T: With all due respect sir, there were about thirty people standing in front of me and I couldn't hear a thing.
VO: These people are not my problem. You are my problem.
T: But sir, why would I wait a half an hour to answer if I had heard you? No one likes waiting in a crowded room.
VO: What do you want?
T: I need to change the endorsement of my employment visa from Company A to Company B.
VO does not answer, but reads through the document and seems satisfied enough to begin making notes on the back of her visa application. He ignores her, then finally registers her presence again.
VO: OK, come back at 4 p.m. for your visa.
T (overjoyed): Oh, thank you very much sir!
She goes to her office, does some work, drinks some coffee. Then she returns. The visa reception officer directs her to a room, hidden in the depths of the building.
T: Hello, I was told that my visa was ready in this room.
The dreaded visa officer appears as if from nowhere.
VO: What are you doing here? You are so impatient, always in a hurry.
T: I'm not in a hurry; the receptionist told me I was to come to this room.
VO: Get out of here. Stay in the hall.
T sits on a chair that is a bit rickety; she waits for an hour before the VO again approaches.
VO: Now, what is your name again?
T (thinking about how frequently she has met her nemesis in the last month): Txxxx Xxxx.
VO: Well, T (mispronounces name she has just pronounced for him), you cannot have your visa changed. It is against all policies. You need to leave the country, this visa is no good.
T: What?
VO: Your visa, it is endorsed by Company A. It is written. We can't change that.
T: But my company and I have been told that this is possible. May I know the reason it has become impossible?
VO: You cannot change this visa.
T: Well, then, what can I do?
VO: You need to leave the country. You have nothing to do here until you get the right visa.
T: Where do I need to go?
VO: You can go to any of our consulates abroad and apply for a new visa from there.
T: Is there anyone I can talk to about this? Are you sure there are no other options?
VO: Mishra will tell you why it is impossible. It is in room 12C.
T ventures to room 12C, which is nearly impossible to find, and empty when she does locate it. Then she calls Company B, panicked. Then she cries for about two hours, calls S, waits for him to pick her up from her position, slumped, head in hands, on a sidewalk outside the ministry. A number of men, including several rickshaw-wallahs, tell her to stop weeping. This only makes her cry more.

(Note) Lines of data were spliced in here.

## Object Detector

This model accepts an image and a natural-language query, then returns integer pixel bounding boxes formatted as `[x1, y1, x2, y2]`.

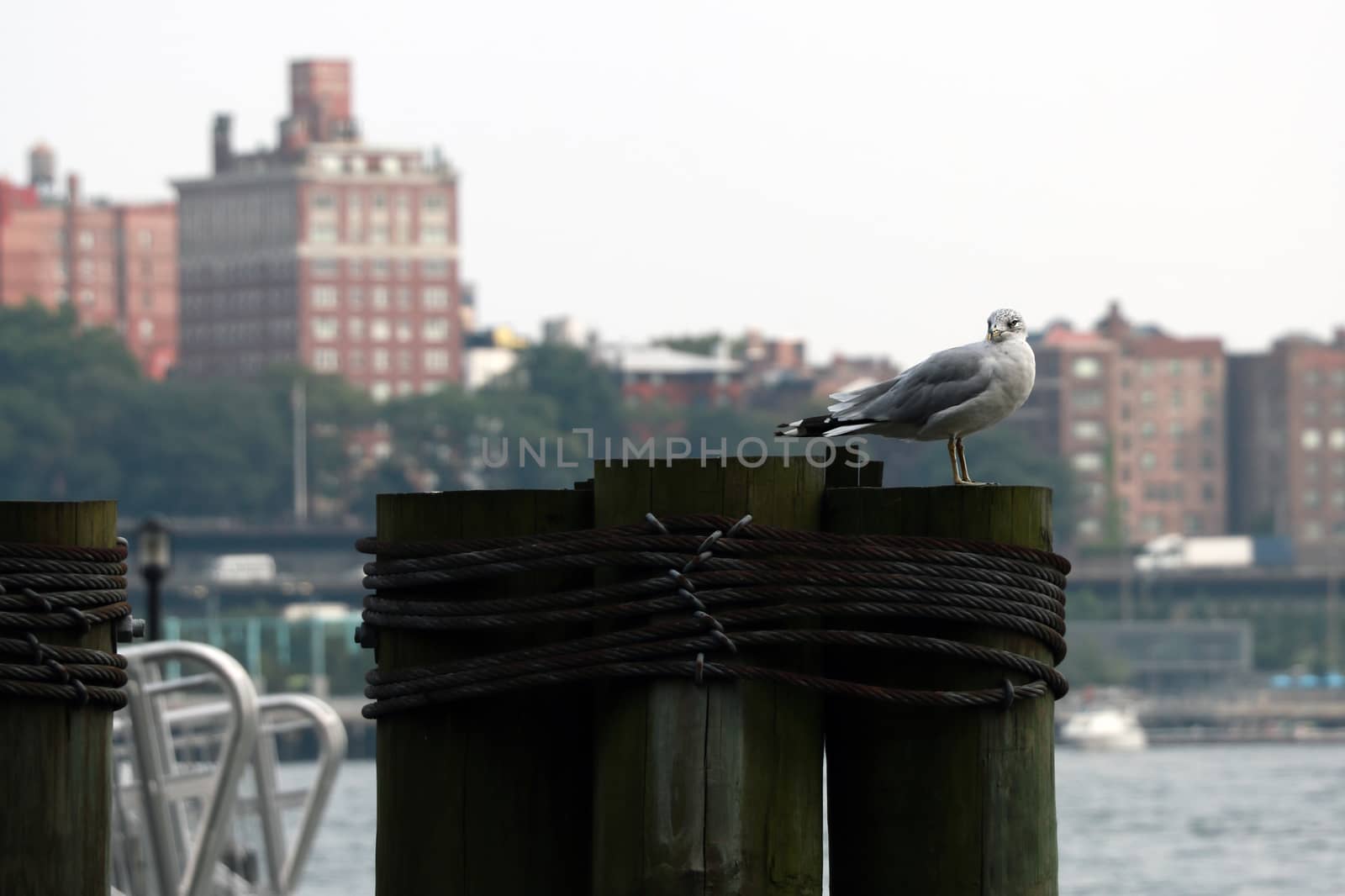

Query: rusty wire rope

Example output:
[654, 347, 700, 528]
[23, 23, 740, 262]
[356, 514, 1069, 719]
[0, 540, 130, 709]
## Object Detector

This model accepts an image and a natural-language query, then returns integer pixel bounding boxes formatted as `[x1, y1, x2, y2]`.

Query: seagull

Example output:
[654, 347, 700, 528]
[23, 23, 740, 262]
[775, 308, 1037, 486]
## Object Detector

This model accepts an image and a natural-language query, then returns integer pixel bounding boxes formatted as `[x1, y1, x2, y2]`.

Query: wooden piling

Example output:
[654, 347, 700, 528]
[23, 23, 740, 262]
[825, 486, 1058, 896]
[375, 490, 593, 896]
[0, 500, 117, 896]
[593, 457, 825, 896]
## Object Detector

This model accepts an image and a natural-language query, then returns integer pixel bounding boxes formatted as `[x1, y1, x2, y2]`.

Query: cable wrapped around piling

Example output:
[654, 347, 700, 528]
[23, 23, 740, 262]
[0, 542, 130, 709]
[356, 514, 1069, 719]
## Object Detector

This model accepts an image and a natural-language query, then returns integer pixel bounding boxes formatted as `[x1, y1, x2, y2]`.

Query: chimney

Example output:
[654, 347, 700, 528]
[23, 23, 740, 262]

So, at this point...I have less than three months to find some way out of this mess. I hate all the politics of this. He kept asking me about my salary, and seemed to be...perhaps...alluding to some greasing of the wheels that could be done to make the visa problem disappear.

And...umm...homey don't play that game.

I am a responsible citizen, regardless of my nation of origin. I will pay taxes if I make enough money to be required to pay them. As it is, I do everything in my power to be a productive member of society. I don't waste resources. I don't get paid a high/Western salary. I don't demand luxury, and I don't expect India to be like America. I don't expect much of anything, really; I only hope to learn from my experiences and maybe have others learn from mine.

S tells me he'll have someone call a mucky-muck in the ministry, but I am reticent. I don't want special favors. I want to make my way of my own merits, but sometimes it seems as if that's not enough here.

I don't know if I'm reading the situation correctly, but the officer seemed to be unduly brusque to me. I don't know if that was a function of my age, my race, my nationality, my supposed affluence. But it was 100% obnoxious. It reeked of hatred. It was permeated with animosity.

There are so, so, so many things I love about India. But it seems no matter where I go, I am not wanted. I am fated not to fit in.

End rant.

1 comment:

Anonymous said...

Hi, I am an Indian living in the US. And US has the same regulations. I have to leave the country to get a new visa. And i have to prove that i have something that an American does not have to do the job. Yeah as far as the rudeness. They are rude too but not ask me to get out and stuff like that.